Abstract

Colin Rochester, Angela Ellis Paine, and Steven Howlett team up to elaborate on the intricacies of volunteerism in the United Kingdom. Volunteering and Society in the 21st Century explores much deeper than just the typical surface questions such as “who volunteers? and why?” In Chapters Two and Three, the authors describe different perspectives towards volunteering—“non-profit paradigm,” “civil society paradigm,” and “volunteering as serious leisure”—and how each perspective has its own particular motivation and activities. The importance of one’s cultural values was also rightly noted in the midst of incorporating various definitions of volunteering. Chapter Four boasts that “43 percent of the United Kingdom’s population were volunteering” (p. 39) and notes differences based upon gender, age, ethnicity, religion, and socio-economic status. Chapter Five dips into an international comparison of volunteering and briefly explains these differences. Chapters Six through Eight discuss the transitions volunteering has been experiencing within the realms of changing demographics, the government’s interest, and the nature of volunteering itself. Chapters Nine through Twelve bravely tackle motivation, recruitment, retention, management, and the impact of volunteer work. Who benefits from their labor and to what extent? Chapters 13–16 encounter some of many modern challenges that are still in the process of being hurdled. Additionally, inaccurate views and barriers to volunteering are challenged skillfully.

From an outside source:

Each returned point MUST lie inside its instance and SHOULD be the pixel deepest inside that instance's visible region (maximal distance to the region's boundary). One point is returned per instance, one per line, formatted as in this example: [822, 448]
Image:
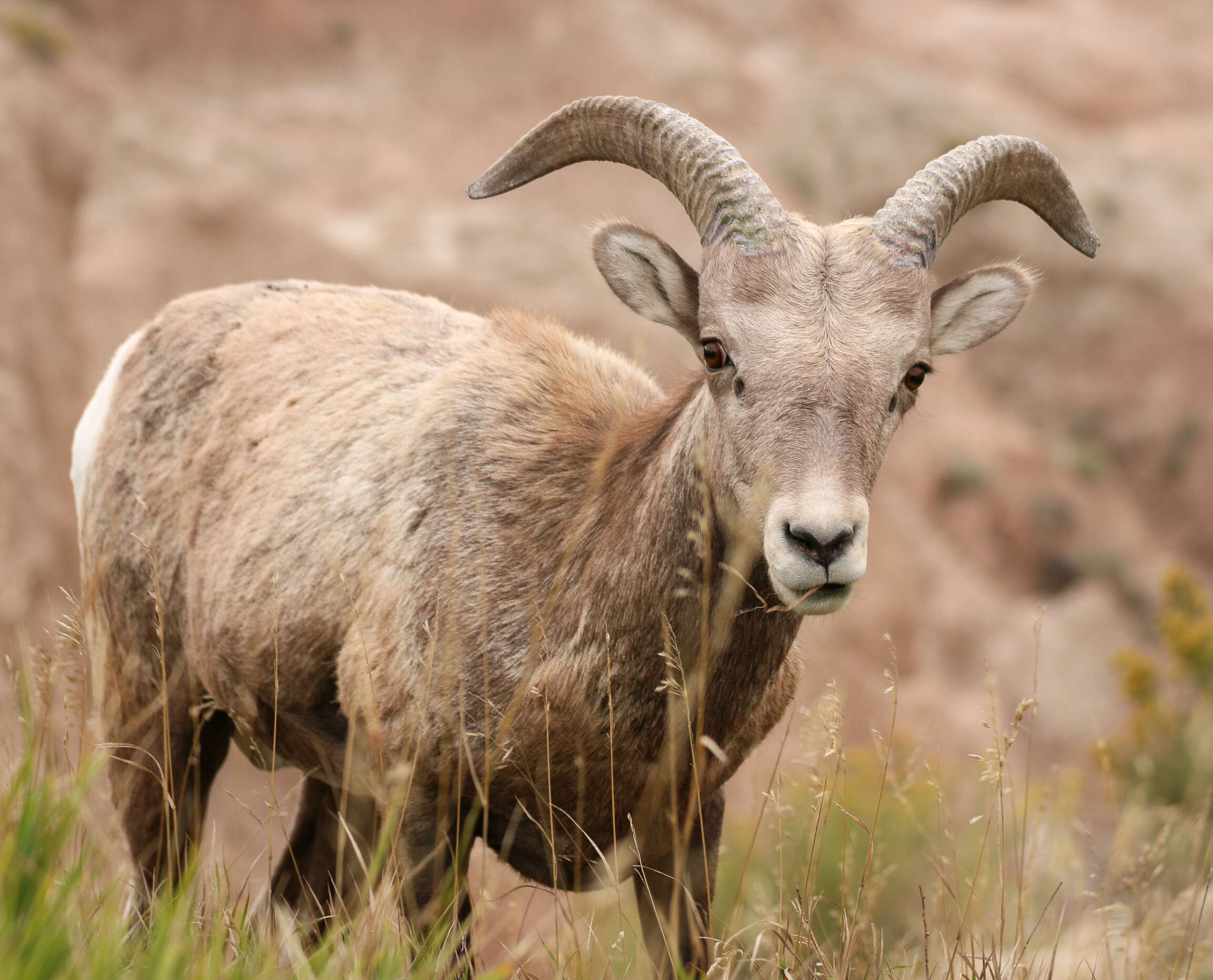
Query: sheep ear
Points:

Drawing from various recent studies, Volunteering and Society in the 21st Century gives a reliable overview of volunteering in the United Kingdom (and world) today. Overall this book was highly informative and fascinating. Throughout, the authors certainly prove their ability to reach each of their target audiences—academics, practitioners, policy analysts, and policy-makers—with both authority and readability.